Le vodou, qui comprend aussi sa part d’illuminés, propage en général un message communautaire acceptant les marginaux, parfoit ouvert aux homosexuels, par exemple, dans une société généralement plutôt homophobe.

La parole de la Bible implorée par nombre de pasteurs haïtiens est inspirée directement des milliers de pasteurs des États-Unis qui déferlent ici chaque année avec des fidèles.

La semaine dernière, c’était l’évangéliste repenti Andrew Palau, fils d’un célèbre pasteur américain, qui est venu prêcher la Bonne Nouvelle dans l’agora du Champs de mars, la plus grande place publique de Port-au-Prince. L’évènement baptisé « Fun in the son » réunissait 600 églises protestantes du pays et des dizaines de protestants américains venus faire du tourisme religieux « humanitaire ».

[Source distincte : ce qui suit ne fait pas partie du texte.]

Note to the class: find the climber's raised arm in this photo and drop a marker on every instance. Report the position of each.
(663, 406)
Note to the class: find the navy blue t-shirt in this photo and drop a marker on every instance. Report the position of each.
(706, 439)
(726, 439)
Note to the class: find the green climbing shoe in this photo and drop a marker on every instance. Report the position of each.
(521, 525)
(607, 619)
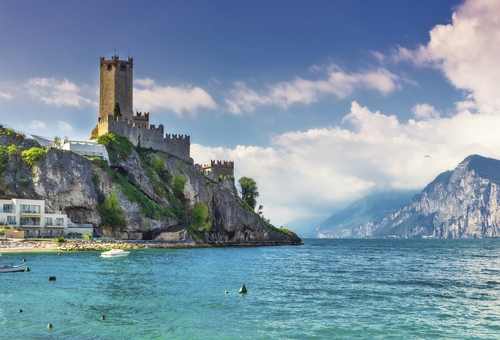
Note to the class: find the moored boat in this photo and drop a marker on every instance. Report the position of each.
(5, 268)
(115, 253)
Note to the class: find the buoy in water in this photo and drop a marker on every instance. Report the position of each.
(243, 289)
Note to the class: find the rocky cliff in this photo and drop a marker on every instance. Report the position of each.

L’épopée évangélique d’Andrew Palau la semaine dernière (photo: Konpaevents.com)
L’épopée évangélique d’Andrew Palau la semaine dernière (photo: Konpaevents.com)
Touristes religieux au Champs de mars la semaine dernière (photo: Konpaevents.com)
Touristes religieux au Champs de mars la semaine dernière (photo: Konpaevents.com)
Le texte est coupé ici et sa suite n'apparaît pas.